De plus, un des but de cet enseignement est de bien séparer HTML et Javascript, front-end et back-end. Introduire Python avec une interface web risque d'amener des confusion à ce niveau.
# Précisions sur l'informatique dans le secondaire.
Posté par profnsi . En réponse au journal Apprentissage de la programmation : comment moderniser les exercices. Évalué à 9.
Il semble qu'il y ait dans cet article un peu de confusion sur la place de la programmation et de l'informatique dans l'éducation nationale.
La programmation est au programme pour tous, depuis quelques temps déjà, au collège avec scratch (ou d'autres langages de programmation par blocs) en cours de mathématiques et en cours de techno. En commençant par la prog. par blocs, il n'y a donc pas ces problèmes d'interface graphique.
La difficulté, outre le manque de temps pour la programmation, est que les exercices sont sensés être en lien avec les maths.
Vous pouvez voir les sujets récents du brevet:
https://www.apmep.fr/IMG/pdf/Brevet_Metropole_1_juillet_2019_DV-2.pdf
https://www.apmep.fr/Brevet-2019-1-article
En suite, en lycée générale la programmation en Python est déjà au programme pour tout le monde dès la seconde depuis deux ans dans les cours de mathématiques.
Pour vous faire une idée:
https://cache.media.eduscol.education.fr/file/Mathematiques/73/3/Algorithmique_et_programmation_787733.pdf
Il y aura à partir de l'an prochain, pour tout le monde en seconde une nouvelle matière appelée sciences numériques et technologie (SNT), cette matière ne contiendra que très peu de programmation, c'est plus une matière de culture générale sur le numérique, une sorte d'éducation civique du numérique.

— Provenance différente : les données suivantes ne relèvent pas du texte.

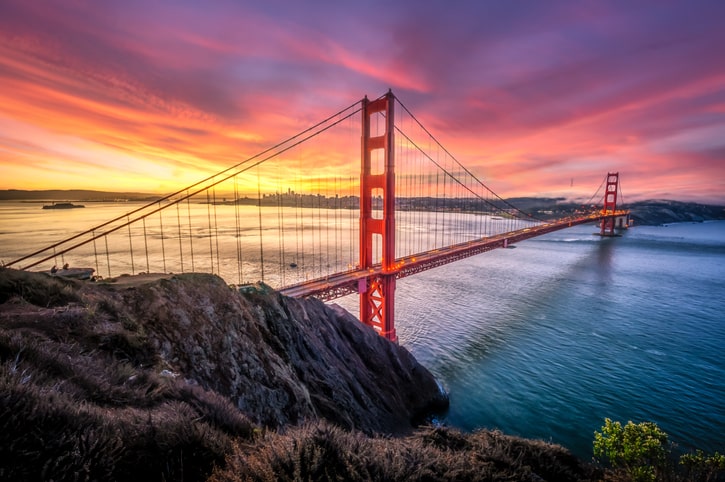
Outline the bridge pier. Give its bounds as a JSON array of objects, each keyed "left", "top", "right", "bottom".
[
  {"left": 599, "top": 172, "right": 619, "bottom": 236},
  {"left": 358, "top": 91, "right": 398, "bottom": 342}
]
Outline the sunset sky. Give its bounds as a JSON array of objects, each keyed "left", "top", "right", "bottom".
[{"left": 0, "top": 0, "right": 725, "bottom": 204}]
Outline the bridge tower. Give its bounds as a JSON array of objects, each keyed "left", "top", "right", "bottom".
[
  {"left": 358, "top": 91, "right": 397, "bottom": 341},
  {"left": 599, "top": 172, "right": 619, "bottom": 236}
]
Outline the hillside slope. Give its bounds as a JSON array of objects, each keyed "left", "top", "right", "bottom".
[{"left": 0, "top": 269, "right": 592, "bottom": 481}]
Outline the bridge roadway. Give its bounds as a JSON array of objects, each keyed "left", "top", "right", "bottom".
[{"left": 279, "top": 210, "right": 629, "bottom": 301}]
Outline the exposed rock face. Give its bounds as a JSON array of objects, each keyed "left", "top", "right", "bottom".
[
  {"left": 0, "top": 270, "right": 447, "bottom": 433},
  {"left": 629, "top": 200, "right": 725, "bottom": 226}
]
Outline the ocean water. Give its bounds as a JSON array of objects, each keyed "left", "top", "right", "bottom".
[
  {"left": 374, "top": 222, "right": 725, "bottom": 459},
  {"left": 0, "top": 203, "right": 725, "bottom": 459}
]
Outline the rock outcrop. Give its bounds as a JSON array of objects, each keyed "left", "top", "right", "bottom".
[
  {"left": 0, "top": 268, "right": 596, "bottom": 482},
  {"left": 0, "top": 270, "right": 447, "bottom": 433}
]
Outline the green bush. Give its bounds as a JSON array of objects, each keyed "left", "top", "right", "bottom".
[
  {"left": 680, "top": 450, "right": 725, "bottom": 482},
  {"left": 594, "top": 418, "right": 669, "bottom": 481}
]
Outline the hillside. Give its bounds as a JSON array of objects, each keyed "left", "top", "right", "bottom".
[{"left": 0, "top": 269, "right": 594, "bottom": 481}]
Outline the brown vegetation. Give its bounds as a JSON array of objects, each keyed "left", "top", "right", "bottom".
[{"left": 0, "top": 269, "right": 592, "bottom": 481}]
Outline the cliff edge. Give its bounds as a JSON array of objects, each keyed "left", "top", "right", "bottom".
[{"left": 0, "top": 268, "right": 594, "bottom": 481}]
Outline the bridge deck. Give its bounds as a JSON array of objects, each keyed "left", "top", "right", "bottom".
[{"left": 279, "top": 211, "right": 629, "bottom": 301}]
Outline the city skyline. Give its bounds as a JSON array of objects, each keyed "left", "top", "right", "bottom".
[{"left": 0, "top": 0, "right": 725, "bottom": 203}]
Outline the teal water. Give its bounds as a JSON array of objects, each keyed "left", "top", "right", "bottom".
[
  {"left": 0, "top": 203, "right": 725, "bottom": 458},
  {"left": 388, "top": 222, "right": 725, "bottom": 458}
]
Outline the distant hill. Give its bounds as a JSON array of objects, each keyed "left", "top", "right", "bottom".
[
  {"left": 627, "top": 200, "right": 725, "bottom": 226},
  {"left": 0, "top": 189, "right": 160, "bottom": 201},
  {"left": 0, "top": 189, "right": 725, "bottom": 226}
]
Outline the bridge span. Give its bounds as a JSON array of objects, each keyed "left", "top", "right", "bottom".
[{"left": 6, "top": 91, "right": 629, "bottom": 340}]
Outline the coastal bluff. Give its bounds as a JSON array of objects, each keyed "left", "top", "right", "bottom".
[{"left": 0, "top": 268, "right": 592, "bottom": 481}]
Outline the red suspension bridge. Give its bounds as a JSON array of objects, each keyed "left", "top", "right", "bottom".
[{"left": 6, "top": 92, "right": 629, "bottom": 340}]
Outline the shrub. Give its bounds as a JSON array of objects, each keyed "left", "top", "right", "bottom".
[
  {"left": 680, "top": 450, "right": 725, "bottom": 482},
  {"left": 594, "top": 418, "right": 668, "bottom": 481}
]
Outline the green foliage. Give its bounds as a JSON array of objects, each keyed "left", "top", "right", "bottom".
[
  {"left": 594, "top": 418, "right": 669, "bottom": 481},
  {"left": 680, "top": 450, "right": 725, "bottom": 481}
]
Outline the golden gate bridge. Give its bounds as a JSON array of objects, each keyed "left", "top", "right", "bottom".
[{"left": 5, "top": 92, "right": 629, "bottom": 340}]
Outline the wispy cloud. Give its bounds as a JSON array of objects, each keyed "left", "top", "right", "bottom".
[{"left": 0, "top": 0, "right": 725, "bottom": 202}]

Pour ceux qui veulent vraiment de l'informatique et de la programmation, il faudra choisir la spécialité numérique et sciences informatiques (NSI) qui contient de la programmation en Python, de l'algorithmique avec de la complexité (algo de tris, algo gloutons, algorithmes des plus proches voisins, preuve de terminaison etc en 1er, programmation dynamique, récursivité, ABR, graphe en term) du réseaux, du web (html, javascript) de l'architecture, de la base de données etc.
Cette spécialité est loin d'être proposée dans tout les lycées.
Le sujet 0 de première, sachant que cette épreuve de première est pour les élèves qui arrêtent la spécialité en première et se veut donc beaucoup plus simple que l'épreuve de term:
https://cache.media.eduscol.education.fr/file/Annales_zero_BAC_2021_1e/87/9/S0BAC21-1e-SPE-NSI_1133879.pdf
Pour revenir sur le fond de l'article, et donc la question de l'interface utilisateur dans l'enseignement de la programmation avec Python, l'éducation nationale a déjà fait un choix fort à ce niveau, avec une vision proche de la programmation fonctionnelle.
L'idée est de passer par un éditeur de texte intégrant une console python (repl.it est un bon exemple) ou par des jupyter notebooks, et de passer systématiquement par l'usage de fonction. Pour schématiser l'élève écrit ses fonctions côtés éditeurs, et il les appelle côté console.
Le but est de séparer au maximum et dès le départ la partie logique, de la partie interface.
La partie interface n'est d'ailleurs pas du tout abordée en maths, elle le sera uniquement en NSI. Mais comme NSI propose du web, les élèves devraient pouvoir créer (en étant pas mal guidé), leur propre interface lors des projets.
De plus, un des but de cet enseignement est de bien séparer HTML et Javascript, front-end et back-end. Introduire Python avec une interface web risque d'amener des confusion à ce niveau.